Forecasting Brain Activity Based on Models of Spatio-Temporal Brain Dynamics: A Comparison of Graph Neural Network Architectures

TL;DR

This paper compares various spatio-temporal graph neural network architectures for modeling neural activity in fMRI data, demonstrating their robustness and potential for multi-modal brain connectivity analysis.

Contribution

It introduces a systematic comparison of GNN architectures for brain activity modeling and highlights their advantages over traditional VAR models in scalability and multi-modal integration.

Findings

GNNs outperform VAR models in modeling neural dynamics.

GNNs scale effectively to large brain networks with limited data.
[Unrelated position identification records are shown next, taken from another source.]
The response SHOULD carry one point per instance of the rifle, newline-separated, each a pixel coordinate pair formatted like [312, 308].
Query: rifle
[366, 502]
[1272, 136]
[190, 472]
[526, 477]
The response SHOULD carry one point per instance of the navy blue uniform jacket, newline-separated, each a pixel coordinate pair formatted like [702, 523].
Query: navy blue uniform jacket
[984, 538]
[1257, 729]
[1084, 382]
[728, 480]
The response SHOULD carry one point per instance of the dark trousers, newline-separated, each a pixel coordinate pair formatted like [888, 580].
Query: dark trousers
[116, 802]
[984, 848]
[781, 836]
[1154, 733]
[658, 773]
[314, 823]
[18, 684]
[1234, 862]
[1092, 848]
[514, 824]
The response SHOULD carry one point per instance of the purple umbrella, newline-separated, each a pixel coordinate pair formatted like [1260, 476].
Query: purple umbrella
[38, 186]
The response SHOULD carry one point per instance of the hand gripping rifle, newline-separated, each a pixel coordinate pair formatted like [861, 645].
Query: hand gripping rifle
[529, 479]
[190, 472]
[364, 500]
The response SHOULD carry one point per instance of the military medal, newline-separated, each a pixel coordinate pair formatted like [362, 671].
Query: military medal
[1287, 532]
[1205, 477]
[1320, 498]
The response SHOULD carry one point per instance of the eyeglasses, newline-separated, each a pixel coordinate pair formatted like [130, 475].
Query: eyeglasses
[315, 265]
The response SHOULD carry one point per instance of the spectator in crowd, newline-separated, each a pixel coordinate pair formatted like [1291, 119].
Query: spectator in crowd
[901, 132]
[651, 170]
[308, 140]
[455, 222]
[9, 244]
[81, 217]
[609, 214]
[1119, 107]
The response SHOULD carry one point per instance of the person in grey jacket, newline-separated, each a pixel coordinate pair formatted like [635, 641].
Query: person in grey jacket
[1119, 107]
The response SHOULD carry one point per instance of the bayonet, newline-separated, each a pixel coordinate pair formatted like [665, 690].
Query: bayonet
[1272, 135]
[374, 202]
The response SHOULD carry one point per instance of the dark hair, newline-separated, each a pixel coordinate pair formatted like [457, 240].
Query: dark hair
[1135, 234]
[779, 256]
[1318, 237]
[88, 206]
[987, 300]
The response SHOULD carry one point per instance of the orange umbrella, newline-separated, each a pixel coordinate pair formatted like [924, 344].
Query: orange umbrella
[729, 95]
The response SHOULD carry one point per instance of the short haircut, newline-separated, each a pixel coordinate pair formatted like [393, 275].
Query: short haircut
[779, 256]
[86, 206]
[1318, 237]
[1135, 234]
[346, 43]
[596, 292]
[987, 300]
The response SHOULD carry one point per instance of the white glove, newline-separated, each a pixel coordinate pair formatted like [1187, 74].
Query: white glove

Incorporating anatomical connectivity enhances directed connectivity analysis.

Abstract

Comprehending the interplay between spatial and temporal characteristics of neural dynamics can contribute to our understanding of information processing in the human brain. Graph neural networks (GNNs) provide a new possibility to interpret graph structured signals like those observed in complex brain networks. In our study we compare different spatio-temporal GNN architectures and study their ability to model neural activity distributions obtained in functional MRI (fMRI) studies. We evaluate the performance of the GNN models on a variety of scenarios in MRI studies and also compare it to a VAR model, which is currently often used for directed functional connectivity analysis. We show that by learning localized functional interactions on the anatomical substrate, GNN based approaches are able to robustly scale to large network studies, even when available data are scarce. By including anatomical connectivity as the physical substrate for information propagation, such GNNs also provide a multi-modal perspective on directed connectivity analysis, offering a novel possibility to investigate the spatio-temporal dynamics in brain networks.